Renungan itu terasa keras menggedor kesadaran. Di media sosial orang terlihat dengan gampang memaki apa saja yang dianggap suci oleh Muslim. Tak ada ragu dan menganggap hal itu absah karena dianggapnya negara ini tak butuh dengan agama, termasuk tak membutuhkan dukungan umat Islam.
Harus diakui pula, banyak di antara mereka yang suka mengunggah pernyataan tak beradab di media sosial terindikasi punya sakit kejiwaan, minimal adalah orang yang sebenarnya gila tapi sekilas di mata umum dianggap orang normal atau sehat jiwanya (edan ora konangan/gila tapi tak ketahuan,red). Mereka kadang teriak seraya menujuk kepada orang lain bahwa agama dan Tuhan tidak peru dibela, tapi ketika berbicara kepada diri sendiri dan kelompoknya mereka mengatakan bahwa apa yang dilakukannya adalah demi menambah kemuliaan Tuhan yang diyakininya.

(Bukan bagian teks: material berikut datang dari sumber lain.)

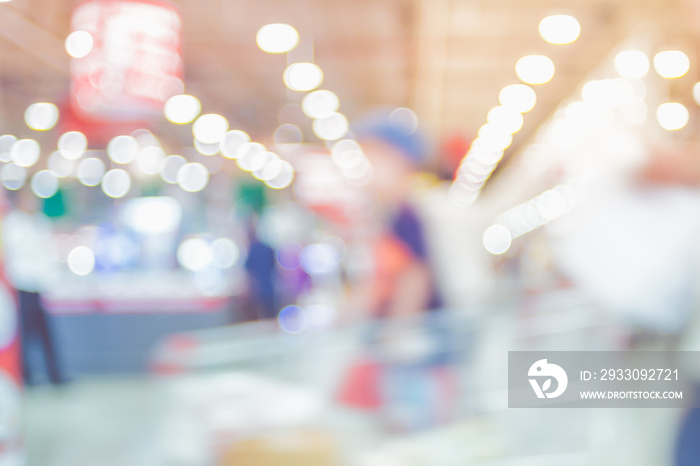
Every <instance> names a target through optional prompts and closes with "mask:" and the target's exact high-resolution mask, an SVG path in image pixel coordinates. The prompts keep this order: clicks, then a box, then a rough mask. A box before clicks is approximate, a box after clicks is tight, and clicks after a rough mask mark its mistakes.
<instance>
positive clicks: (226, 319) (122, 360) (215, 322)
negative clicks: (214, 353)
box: [43, 271, 232, 377]
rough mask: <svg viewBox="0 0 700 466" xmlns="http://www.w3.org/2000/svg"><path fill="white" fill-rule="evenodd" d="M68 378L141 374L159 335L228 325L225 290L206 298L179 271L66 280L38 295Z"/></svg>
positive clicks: (59, 279)
mask: <svg viewBox="0 0 700 466" xmlns="http://www.w3.org/2000/svg"><path fill="white" fill-rule="evenodd" d="M43 302H44V305H45V306H46V309H47V310H48V312H49V314H50V315H51V322H52V325H53V331H54V335H55V340H56V345H57V348H58V354H59V357H60V362H61V363H62V364H63V367H64V371H65V372H66V374H67V375H68V376H69V377H76V376H81V375H94V374H111V373H121V374H124V373H143V372H145V371H146V369H147V355H148V353H149V352H150V351H151V349H152V347H153V346H154V345H155V344H156V343H157V342H158V341H160V340H162V339H163V338H164V337H165V336H167V335H170V334H172V333H179V332H183V331H190V330H200V329H206V328H213V327H217V326H220V325H225V324H228V323H231V321H232V309H231V292H230V290H225V291H224V292H222V293H220V294H217V295H214V296H207V295H204V294H203V293H202V292H201V291H199V290H198V289H197V288H196V287H195V286H194V285H193V283H192V280H191V279H190V276H189V274H187V273H185V272H181V271H168V272H157V273H148V272H144V273H139V272H130V273H128V274H110V275H90V276H86V277H76V276H70V277H69V276H66V277H62V278H61V279H59V280H57V281H56V282H55V283H54V285H53V286H52V287H51V289H49V290H48V291H47V292H46V293H45V294H44V295H43Z"/></svg>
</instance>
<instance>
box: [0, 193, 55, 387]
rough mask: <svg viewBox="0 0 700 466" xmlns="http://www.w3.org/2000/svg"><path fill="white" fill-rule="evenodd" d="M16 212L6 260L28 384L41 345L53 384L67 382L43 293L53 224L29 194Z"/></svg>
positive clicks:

Bila di zaman lalu, ada Darmog Gandul, Gatoloco, hingga cerpen ‘Langit Makin Mendung’-nya Ki Panji Kusmin, tapi apa yang disebutkan anak ‘zaman old’ itu belum sevulgar dan meluas seperti sekarang ini. Celakanya lagi, mereka juga tak bersikap kesatria karena banyak di antara para penulis ‘kebalanan’ itu tidak berani menyebut jati dirinya alias dengan membuat akun palsu. Dan bila ada yang berani memakai nama yang jelas, maka ketika ditangkap polisi mereka segera bersikap ‘cemen’: menangis dan kelojotan tak keruan dan memohon-mohon minta ampun.

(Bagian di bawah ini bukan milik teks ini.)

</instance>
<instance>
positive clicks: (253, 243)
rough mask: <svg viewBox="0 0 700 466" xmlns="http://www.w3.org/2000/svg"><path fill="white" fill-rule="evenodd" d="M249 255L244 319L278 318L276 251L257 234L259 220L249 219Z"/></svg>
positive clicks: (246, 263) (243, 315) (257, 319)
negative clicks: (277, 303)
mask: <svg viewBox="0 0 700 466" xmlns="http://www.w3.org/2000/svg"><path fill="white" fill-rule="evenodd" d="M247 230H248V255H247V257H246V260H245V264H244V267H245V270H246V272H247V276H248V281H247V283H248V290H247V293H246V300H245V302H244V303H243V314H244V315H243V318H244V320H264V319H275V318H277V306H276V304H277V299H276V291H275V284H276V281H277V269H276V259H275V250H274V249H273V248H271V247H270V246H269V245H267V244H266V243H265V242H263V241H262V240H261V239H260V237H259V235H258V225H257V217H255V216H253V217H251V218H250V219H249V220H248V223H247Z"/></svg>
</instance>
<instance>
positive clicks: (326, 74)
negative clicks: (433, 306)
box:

Tapi apa sih sebenarnya yang terjadi. Maka jawabnya jelas, begitu banyaknya sikap dan tulisan yang banal terhadap ajaran Islam jelas menunjukan sentimen terhadap Islam kini tengah menanjak naik. Lalu Islam yang seperti apa yang harus dipandang sentimen atau negatif? Jawabnya, ya seperti ajaran Snouck Hurgronje bahwa Islam politiklah yang harus ditebas habis, Islam ibadah tak diganggu alias dibiarkan berjalan seperti biasa.